Mostly, I'm distracted by cultural changes that are, uh, let's go with "silly". Like, I think people would put in cat doors and ramps for their daemons. I think people would put their turtle daemons on hot wheel cars and let their rat daemons drive miniature cars. I think some miserable people would be unreasonably outraged by "assistive devices" for daemons and call it unnatural. I think people would post online like, "I just watched my grandma's elderly dog daemon spend ten minutes trying to climb onto the couch." I think that there would be Tumblr polls asking: "Are daemons allowed on the furniture in your house?" And some people would be like, "Absolutely not, that's disgusting," and other people would be like, "Yes?! Of course?!?!?!"
I think some people would put their daemons in outfits. I think some people would wear MATCHING outfits with their daemons. I think there would be a huge market for daemon accessories like collars and scarves. I think you could find someone who would argue to their dying breath that putting a collar on your daemon is a form of abusing yourself. I think there would be daemons who would straight up hate wearing anything, especially the daemons of young children, and shed collars immediately. I think some people would get their daemon's ears pierced.

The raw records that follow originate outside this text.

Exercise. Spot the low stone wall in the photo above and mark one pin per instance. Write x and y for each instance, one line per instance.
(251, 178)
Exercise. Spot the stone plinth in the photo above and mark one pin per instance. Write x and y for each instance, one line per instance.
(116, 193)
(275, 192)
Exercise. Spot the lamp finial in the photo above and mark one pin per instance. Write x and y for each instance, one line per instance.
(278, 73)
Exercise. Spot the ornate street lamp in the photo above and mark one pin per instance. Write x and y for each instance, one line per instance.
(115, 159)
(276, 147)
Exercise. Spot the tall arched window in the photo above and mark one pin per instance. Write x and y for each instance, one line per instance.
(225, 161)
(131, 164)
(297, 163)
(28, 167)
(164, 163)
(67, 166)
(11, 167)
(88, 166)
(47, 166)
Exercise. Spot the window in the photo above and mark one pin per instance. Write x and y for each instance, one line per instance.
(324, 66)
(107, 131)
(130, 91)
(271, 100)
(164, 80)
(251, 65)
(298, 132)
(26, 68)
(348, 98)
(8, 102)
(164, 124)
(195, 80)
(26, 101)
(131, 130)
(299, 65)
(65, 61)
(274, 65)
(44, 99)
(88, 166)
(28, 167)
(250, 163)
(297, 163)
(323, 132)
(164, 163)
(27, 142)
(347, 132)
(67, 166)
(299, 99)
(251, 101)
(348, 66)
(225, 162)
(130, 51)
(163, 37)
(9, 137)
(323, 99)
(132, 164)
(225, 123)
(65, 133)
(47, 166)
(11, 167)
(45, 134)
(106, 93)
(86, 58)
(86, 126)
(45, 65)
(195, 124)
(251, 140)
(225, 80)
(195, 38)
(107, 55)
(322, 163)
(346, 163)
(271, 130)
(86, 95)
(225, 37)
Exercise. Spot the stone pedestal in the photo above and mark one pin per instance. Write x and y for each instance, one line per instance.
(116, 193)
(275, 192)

I think people would take photos of their daemons getting stuck in stupid places. I think people would take photos of their daemons making silly expressions. I think these photos would be used as memes. I think this would be included in the "don't take photos of strangers and post them online???" arguments. I think some people would try to get animals that are the same as their daemon forms so that their daemon could have a "friend". I think the exotic pet trade in this world would be horrible, especially in relation to modelling and acting industries, and that some people and their daemons would work as "substitute daemon actors".
I think that people would judge other people based on their daemons, sure. I also think that daemons are incorporated into things like astrology and matchmaking in ways that our world can't imagine. "Oh, I only date guys with dog daemons. Guys with cat daemons are too feminine," would be a constant sexist / homophobic sitcom joke and also a real thing people would say. There would be sex books written taking daemons into account and I'm not going to get into it more than that except to say...
The furry "discourse" that must exist in a Modern Daemon AU is operating on a level that we cannot possibly fathom.
Most of this stuff is not relevant for most Daemon AUs, but I feel like when doing any kind of cultural worldbuilding, we must face the fact that many people love and hate nothing more than to sincerely and insincerely get into extensive Twitter arguments over pointless bullshit. And also, on a lighter note, that "Draw yourself and your daemon!" would be a classic Day 1 of school activity for children. Confession blogs would have people saying, "My mom and aunt and grandma all have parrot daemons, so until I was four, I genuinely thought all women had bird daemons. When I met a woman with an iguana daemon in a grocery store, I asked her what kind of bird it was supposed to be. My mom has laughingly brought it up every few weeks for the past twenty years."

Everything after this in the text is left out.